In this work, we propose a microfluidic passive flow regulator with an in-built five-layer structure valve for high-throughput flow-rate control in microfluidic environments, and the dynamic flow regulation characteristics of the regulator are systematically investigated in a series of experiments. Specifically, we analyze the detailed flow regulation process of the regulator by constructing a gas-driven flow system. Then, the flow regulation characteristics of our regulator in sinusoidal-varying or pulsation pressure environments are investigated.

II. Working principle of flow regulation

Fig. 1 shows the schematic working principle of our passive flow regulator. The flow regulator is integrated with an in-built membrane valve, which includes two separated control channels, one main channel, and two thin membranes. The main channel is sandwiched between two thin membranes. When pressure is applied to the control channels, the membranes are deformed towards each other, which results in a decrease of the cross-sectional area of the main channel. Since the flow resistance of a valve is directly determined by the cross-sectional area, the flow resistance can be regulated via changing the applied pressure acting on the membranes. Therefore, the pressure fluctuation can be compensated by the dynamic decreasing or increasing of the flow resistance. Finally, the flow rate output by the valve can be regulated to be a constant value. As can be concluded from the above process, the membrane valve also shows a significant flow damping characteristic. Therefore, the valve can be built in the microfluidic device to act as a passive flow regulator for automatic fluid flow control.

Fig. 1 Schematic illustration of the working principle of our passive flow regulator.

To demonstrate the working principle of our passive flow regulator more clearly, we built and solved a Fluid–Structure Interaction (FSI) model to simulate the performances of the regulator using COMSOL Multiphysics® software, as shown in Fig. 2. The numerical simulation results clearly show the status of the membrane deformation and the distribution of the liquid flow velocity. The flow-rate curve in Fig. 2d demonstrates that the flow rate achieves a constant value when the applied pressure is higher than the threshold value.

Fig. 2 Numerical simulation of the working principle of our regulator: (a) an overall view of the simulation result; (b) the flow velocity distribution in the main channel; (c) the membrane deformation when pressure is applied at the inlet; (d) the obtained flow-rate curve as a function of pressure.

III. Experimental

A. Device design

The schematic architecture of our passive flow regulator is shown in Fig. 3a. The device includes five stacked functional layers which are two control channel layers, two thin membrane layers, and one main channel layer. The main channel layer is sandwiched between the two membrane layers which separate the middle main channel and the upper and lower control channels. The two control channels are aligned with each other in the contraction section of the main channel, and thus a membrane valve is formed between the two control channel layers (see Fig. 3b–c). For the propagation of the pressure in the valve membranes, an inlet hole is designed to connect the main channel and the control channels, and thus the pressure can be produced in the dead-end of the control channel.

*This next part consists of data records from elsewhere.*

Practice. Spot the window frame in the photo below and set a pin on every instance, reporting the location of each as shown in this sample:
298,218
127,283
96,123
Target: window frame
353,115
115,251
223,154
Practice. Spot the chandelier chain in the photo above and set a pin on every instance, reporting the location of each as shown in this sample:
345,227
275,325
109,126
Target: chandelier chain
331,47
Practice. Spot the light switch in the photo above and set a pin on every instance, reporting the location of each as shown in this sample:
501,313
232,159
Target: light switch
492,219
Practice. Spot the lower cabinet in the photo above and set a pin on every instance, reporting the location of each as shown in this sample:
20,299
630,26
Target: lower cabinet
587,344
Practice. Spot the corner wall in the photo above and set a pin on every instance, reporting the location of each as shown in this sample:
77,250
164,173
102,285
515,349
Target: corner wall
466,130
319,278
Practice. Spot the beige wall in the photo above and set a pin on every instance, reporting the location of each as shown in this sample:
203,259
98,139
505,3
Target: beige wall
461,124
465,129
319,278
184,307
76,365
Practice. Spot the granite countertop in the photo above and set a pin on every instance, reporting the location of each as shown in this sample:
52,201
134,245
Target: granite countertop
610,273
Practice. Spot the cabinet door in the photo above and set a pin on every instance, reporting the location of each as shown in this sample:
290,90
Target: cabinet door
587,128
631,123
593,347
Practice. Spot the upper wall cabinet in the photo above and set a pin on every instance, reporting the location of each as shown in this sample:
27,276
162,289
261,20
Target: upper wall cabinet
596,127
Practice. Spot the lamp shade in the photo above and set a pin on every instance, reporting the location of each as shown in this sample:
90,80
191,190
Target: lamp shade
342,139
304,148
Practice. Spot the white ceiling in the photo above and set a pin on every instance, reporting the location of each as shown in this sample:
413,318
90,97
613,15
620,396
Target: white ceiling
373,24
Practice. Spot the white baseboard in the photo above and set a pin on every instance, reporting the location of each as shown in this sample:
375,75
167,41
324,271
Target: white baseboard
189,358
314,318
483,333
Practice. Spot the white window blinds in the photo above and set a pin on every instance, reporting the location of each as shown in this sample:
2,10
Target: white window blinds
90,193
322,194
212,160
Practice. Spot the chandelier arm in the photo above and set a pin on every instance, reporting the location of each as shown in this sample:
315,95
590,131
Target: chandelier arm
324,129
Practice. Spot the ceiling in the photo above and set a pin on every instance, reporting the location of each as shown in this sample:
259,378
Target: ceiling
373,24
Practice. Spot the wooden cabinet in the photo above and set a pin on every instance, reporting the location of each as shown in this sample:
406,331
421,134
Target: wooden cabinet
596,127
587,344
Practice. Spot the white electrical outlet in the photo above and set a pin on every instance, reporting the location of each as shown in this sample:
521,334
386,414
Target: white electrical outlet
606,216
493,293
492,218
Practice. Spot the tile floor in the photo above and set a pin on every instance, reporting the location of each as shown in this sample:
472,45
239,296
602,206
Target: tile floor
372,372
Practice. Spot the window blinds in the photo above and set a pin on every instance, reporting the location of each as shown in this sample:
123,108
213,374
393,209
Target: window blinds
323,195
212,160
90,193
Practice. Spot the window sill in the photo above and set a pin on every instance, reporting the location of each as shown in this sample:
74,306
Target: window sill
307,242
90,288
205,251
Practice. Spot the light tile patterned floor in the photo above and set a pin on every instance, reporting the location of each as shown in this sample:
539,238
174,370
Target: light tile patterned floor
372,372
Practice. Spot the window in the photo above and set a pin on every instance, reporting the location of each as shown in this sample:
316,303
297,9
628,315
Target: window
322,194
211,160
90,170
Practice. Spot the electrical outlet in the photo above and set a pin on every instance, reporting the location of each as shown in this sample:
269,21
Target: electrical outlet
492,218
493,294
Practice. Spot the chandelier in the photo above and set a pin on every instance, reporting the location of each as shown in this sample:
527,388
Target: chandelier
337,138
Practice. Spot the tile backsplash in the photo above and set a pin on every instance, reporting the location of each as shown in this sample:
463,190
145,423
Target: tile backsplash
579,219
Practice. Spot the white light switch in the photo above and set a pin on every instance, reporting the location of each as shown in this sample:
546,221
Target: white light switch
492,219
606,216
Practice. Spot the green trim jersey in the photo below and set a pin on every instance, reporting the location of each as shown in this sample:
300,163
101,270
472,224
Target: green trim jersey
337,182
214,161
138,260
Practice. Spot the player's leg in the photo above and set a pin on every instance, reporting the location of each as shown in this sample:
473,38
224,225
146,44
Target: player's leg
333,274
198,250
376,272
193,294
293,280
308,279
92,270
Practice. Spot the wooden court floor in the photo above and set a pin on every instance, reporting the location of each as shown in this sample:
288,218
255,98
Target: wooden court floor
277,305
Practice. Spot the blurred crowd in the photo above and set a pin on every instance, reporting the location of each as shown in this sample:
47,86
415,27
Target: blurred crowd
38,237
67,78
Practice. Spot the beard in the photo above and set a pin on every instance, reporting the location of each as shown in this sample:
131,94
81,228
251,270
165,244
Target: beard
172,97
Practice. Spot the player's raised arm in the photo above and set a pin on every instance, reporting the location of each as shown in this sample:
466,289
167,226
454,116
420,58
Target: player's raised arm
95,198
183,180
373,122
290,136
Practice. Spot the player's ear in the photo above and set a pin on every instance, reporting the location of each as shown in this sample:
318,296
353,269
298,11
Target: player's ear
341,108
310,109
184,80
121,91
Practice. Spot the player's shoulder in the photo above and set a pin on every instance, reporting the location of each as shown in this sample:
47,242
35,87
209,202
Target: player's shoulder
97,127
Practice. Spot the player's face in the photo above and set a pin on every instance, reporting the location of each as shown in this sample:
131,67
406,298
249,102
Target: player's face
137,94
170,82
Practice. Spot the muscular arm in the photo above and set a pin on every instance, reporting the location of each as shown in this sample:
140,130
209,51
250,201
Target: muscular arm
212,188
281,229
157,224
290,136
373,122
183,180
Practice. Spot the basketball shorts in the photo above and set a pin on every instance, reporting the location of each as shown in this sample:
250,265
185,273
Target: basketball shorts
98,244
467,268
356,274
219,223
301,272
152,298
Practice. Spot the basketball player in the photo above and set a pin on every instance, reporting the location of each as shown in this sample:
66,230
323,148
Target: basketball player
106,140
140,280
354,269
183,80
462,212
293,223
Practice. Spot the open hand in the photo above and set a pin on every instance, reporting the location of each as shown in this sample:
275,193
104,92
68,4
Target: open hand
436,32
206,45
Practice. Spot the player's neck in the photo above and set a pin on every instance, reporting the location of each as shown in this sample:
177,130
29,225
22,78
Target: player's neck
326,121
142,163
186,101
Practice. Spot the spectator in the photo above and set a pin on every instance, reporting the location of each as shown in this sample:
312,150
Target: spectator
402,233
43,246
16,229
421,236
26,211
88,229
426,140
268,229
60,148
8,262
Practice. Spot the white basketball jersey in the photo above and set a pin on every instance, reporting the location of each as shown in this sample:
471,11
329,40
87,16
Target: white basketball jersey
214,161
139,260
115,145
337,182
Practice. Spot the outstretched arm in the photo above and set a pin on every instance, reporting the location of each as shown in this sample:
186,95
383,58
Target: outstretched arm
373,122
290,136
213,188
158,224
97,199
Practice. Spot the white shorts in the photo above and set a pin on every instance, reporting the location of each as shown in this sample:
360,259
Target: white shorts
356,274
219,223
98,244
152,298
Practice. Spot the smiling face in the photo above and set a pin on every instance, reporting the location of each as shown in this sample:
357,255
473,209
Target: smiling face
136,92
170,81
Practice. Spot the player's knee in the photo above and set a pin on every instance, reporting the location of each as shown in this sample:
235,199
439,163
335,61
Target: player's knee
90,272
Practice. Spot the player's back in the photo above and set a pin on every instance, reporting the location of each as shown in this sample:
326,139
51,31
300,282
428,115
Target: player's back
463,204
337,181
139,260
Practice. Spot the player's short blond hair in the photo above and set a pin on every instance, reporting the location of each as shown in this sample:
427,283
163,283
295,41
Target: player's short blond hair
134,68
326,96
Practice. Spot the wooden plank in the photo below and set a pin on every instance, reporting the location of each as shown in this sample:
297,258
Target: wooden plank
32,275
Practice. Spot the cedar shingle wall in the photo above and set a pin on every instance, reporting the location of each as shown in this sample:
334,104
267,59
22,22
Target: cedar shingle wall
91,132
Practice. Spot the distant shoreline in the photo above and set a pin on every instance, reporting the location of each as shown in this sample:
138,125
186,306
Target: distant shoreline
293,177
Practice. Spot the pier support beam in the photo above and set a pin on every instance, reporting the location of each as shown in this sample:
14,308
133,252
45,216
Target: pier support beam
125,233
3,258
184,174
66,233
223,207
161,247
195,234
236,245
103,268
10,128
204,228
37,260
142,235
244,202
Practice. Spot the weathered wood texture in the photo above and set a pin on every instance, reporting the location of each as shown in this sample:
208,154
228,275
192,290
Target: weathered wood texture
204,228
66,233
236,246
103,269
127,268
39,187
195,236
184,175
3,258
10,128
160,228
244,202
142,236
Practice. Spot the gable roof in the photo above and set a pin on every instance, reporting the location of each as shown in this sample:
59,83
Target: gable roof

Fig. 3 Structure of the microfluidic passive flow regulator with an in-built membrane valve. (a) Schematic 3D architecture of the device. (b) Schematic diagram of the device structure. (c) Schematic cross-section of the membrane valve. (d) External view of the fabricated prototype device. Inset SEM picture shows the cross-section of the in-built valve. Scale bar in this figure is 50 μm.

In our flow regulator, the parameters of the in-built membrane valve (i.e., width W, height H, length L, and membrane thickness, see Fig. 3c) are of vital importance to the output flow rate and the threshold pressure. To achieve a potential high flow rate, the width of the contraction channel (i.e., valve width) was set at a relatively high value of 150 μm. The height of the contraction channel (i.e., valve height) and the widths of the two aligned control channels (i.e., valve length) were designed to be 70 μm and 300 μm respectively so as to obtain a low threshold pressure. The membrane thickness was designed to be 10 μm to obtain a good elastic property of the membrane film. To minimize the regulator resistance, the width of the main channel was set to be 600 μm, and the length of the contraction channel was set to be 1 mm. To eliminate the surface tension effect, the widths and heights of the control channels were set to be 600 μm and 100 μm, respectively.

B. Device fabrication

The prototype device was fabricated using the standard soft photolithography technology,²⁴ and every part of the device was made of PDMS (Sylgard 184, Dow Corning). In order to obtain a much smaller Young’s modulus and larger elastomeric deformation of the thin membranes, the mixing ratio between the base and the curing agent of the PDMS membrane was set to be 20 : 1. The device assembly was accomplished by aligning and bonding the five PDMS parts layer-by-layer using an oxygen plasma treatment process. Through the above multi-layer-chip stacking and bonding method, the membrane valve was well constructed. This method effectively prevents the membrane breakage encountered in the previously reported high-throughput devices.¹⁷ The finished prototype device of our passive flow regulator can be found in Fig. 3d, and the inset SEM picture shows the flat membrane architectures of the fabricated device.

C. Experimental setup

To measure the output flow rate of our passive flow regulator, a gas-driven flow setup was constructed, as shown in Fig. 4a. In this setup, compressed dry air (CDA) is introduced as the pressure source, and it is regulated by a modular pressure controller (OB1 Base MkIII, Elveflow) to achieve the desired working pressure values at first. Then, the deionized water in the sample reservoir is pushed out by the gas pressure to flow through a flow sensor (MFS 5, with a flow-rate range up to 5 ml min⁻¹, Elveflow) and then a passive flow regulator. During the test process, the output flow rate of the system is measured and transmitted to the pressure controller by the flow sensor. A computer is used to receive the operational parameters (e.g. flow rate and pressure as a function of time) from the pressure controller, and it sends commands to the pressure controller to change the working pressure via client software provided by Elveflow.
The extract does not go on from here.